Pascual Sánchez-Juan emphasized the clinical relevance as populations age and more frail older adults undergo surgical procedures. Preoperative evaluations typically assess cardiac and respiratory risks but rarely consider the brain’s vulnerability. The study’s findings indicate that including cognitive screening—and, as feasible, Alzheimer’s biomarker assessment—before major surgery could help identify patients at higher risk for postoperative memory decline. This may become more practical as blood-based AD biomarkers become widely available.

About this Alzheimer’s disease research news

Source: IOS Press
Contact: Diana Murray – IOS Press
Image: The image is in the public domain

Original Research: Closed access. “Major Surgery Affects Memory in Individuals with Cerebral Amyloid-β Pathology” by Carmen Lage et al., Journal of Alzheimer’s Disease


Abstract

Major Surgery Affects Memory in Individuals with Cerebral Amyloid-β Pathology

Background: Major surgery has been linked to perioperative neurocognitive disorders (PND), but the causes and long-term prognosis remain unclear. The authors hypothesized that preclinical Alzheimer’s disease may predispose older adults to cognitive deterioration after surgery.

Objective: To evaluate how amyloid-β pathology affects cognitive outcomes after orthopedic surgery in a cohort of non-demented older adults.

Methods: Non-demented individuals over 65 awaiting orthopedic surgery under spinal anesthesia received neuropsychological testing before surgery and at follow-up. CSF samples taken during surgery were used to measure Alzheimer’s biomarkers and classify participants as amyloid positive (A+) or amyloid negative (A-).

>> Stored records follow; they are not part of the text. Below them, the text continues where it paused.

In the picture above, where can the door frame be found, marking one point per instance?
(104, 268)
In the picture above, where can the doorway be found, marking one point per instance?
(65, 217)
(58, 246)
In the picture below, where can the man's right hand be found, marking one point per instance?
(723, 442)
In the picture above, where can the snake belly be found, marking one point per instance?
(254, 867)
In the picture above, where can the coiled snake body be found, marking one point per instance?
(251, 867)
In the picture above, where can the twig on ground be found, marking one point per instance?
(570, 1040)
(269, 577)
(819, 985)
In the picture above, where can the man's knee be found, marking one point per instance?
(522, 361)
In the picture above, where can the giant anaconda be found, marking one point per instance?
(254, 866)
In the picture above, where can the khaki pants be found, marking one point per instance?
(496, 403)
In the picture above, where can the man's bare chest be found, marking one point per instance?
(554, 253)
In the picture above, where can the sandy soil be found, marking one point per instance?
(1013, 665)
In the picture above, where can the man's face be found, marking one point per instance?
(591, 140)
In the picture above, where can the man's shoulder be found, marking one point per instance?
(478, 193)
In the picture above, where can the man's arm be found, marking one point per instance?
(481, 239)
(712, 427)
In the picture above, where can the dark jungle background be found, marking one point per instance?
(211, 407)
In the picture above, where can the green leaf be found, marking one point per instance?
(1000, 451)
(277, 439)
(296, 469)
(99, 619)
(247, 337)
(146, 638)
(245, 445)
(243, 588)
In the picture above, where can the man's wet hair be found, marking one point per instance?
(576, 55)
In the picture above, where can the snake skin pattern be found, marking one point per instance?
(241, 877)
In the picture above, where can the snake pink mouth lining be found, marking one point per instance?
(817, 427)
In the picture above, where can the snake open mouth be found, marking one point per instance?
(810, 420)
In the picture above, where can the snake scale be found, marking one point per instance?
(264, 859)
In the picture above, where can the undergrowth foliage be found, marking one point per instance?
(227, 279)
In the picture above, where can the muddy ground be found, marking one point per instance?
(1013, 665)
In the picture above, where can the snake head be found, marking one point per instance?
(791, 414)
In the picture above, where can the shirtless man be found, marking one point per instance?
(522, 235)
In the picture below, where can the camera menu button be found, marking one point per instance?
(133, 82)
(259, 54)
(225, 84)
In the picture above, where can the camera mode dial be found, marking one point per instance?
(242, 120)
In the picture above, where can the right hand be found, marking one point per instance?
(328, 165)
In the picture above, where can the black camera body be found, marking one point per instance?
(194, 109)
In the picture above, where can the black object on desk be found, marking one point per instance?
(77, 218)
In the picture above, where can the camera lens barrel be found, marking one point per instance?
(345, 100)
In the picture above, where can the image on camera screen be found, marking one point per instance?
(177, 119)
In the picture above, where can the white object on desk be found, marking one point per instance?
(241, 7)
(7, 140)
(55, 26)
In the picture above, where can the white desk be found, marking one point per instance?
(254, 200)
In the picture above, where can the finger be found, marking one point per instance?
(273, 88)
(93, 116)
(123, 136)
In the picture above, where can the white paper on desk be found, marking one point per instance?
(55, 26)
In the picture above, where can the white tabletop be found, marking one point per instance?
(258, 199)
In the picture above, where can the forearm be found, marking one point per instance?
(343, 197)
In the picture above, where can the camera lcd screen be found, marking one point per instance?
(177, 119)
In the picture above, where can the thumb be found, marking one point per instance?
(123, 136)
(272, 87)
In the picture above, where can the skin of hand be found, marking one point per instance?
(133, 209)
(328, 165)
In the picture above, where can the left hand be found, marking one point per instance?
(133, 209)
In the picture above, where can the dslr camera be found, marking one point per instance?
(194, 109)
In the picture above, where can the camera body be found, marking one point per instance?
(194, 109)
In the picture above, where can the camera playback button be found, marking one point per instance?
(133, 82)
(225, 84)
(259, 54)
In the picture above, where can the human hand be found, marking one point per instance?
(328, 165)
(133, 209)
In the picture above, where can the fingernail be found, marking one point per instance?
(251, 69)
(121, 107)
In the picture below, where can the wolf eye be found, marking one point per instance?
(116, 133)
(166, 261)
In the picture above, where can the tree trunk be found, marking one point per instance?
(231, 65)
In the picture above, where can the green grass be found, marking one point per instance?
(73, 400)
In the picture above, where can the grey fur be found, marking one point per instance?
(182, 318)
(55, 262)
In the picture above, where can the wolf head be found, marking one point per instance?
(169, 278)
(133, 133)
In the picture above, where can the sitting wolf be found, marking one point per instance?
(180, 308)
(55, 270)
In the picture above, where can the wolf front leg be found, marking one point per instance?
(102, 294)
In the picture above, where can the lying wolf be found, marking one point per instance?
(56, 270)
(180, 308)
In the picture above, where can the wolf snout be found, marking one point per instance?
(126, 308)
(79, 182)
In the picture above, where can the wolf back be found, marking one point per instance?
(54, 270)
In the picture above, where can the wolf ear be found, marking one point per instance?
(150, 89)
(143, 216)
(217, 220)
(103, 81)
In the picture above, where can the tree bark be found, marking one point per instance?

Results: During an average follow-up of nine months, the cumulative incidence of perioperative neurocognitive disorder was 55.2%. The most affected areas across the sample were executive function and constructional praxis. Abnormal amyloid-β levels were associated with postoperative declines in verbal and visual memory. While the A- group showed a pattern similar to the overall sample—with worsened executive function and apparent improvements in memory tests likely driven by practice effects—the A+ group experienced clear memory deterioration.

Conclusion: These findings support the hypothesis that major surgery can promote or accelerate memory decline in cognitively asymptomatic individuals who already have brain amyloid-β deposits. Consideration of cognitive status and Alzheimer’s biomarkers in pre-surgical evaluations may help identify patients at elevated risk for postoperative memory loss.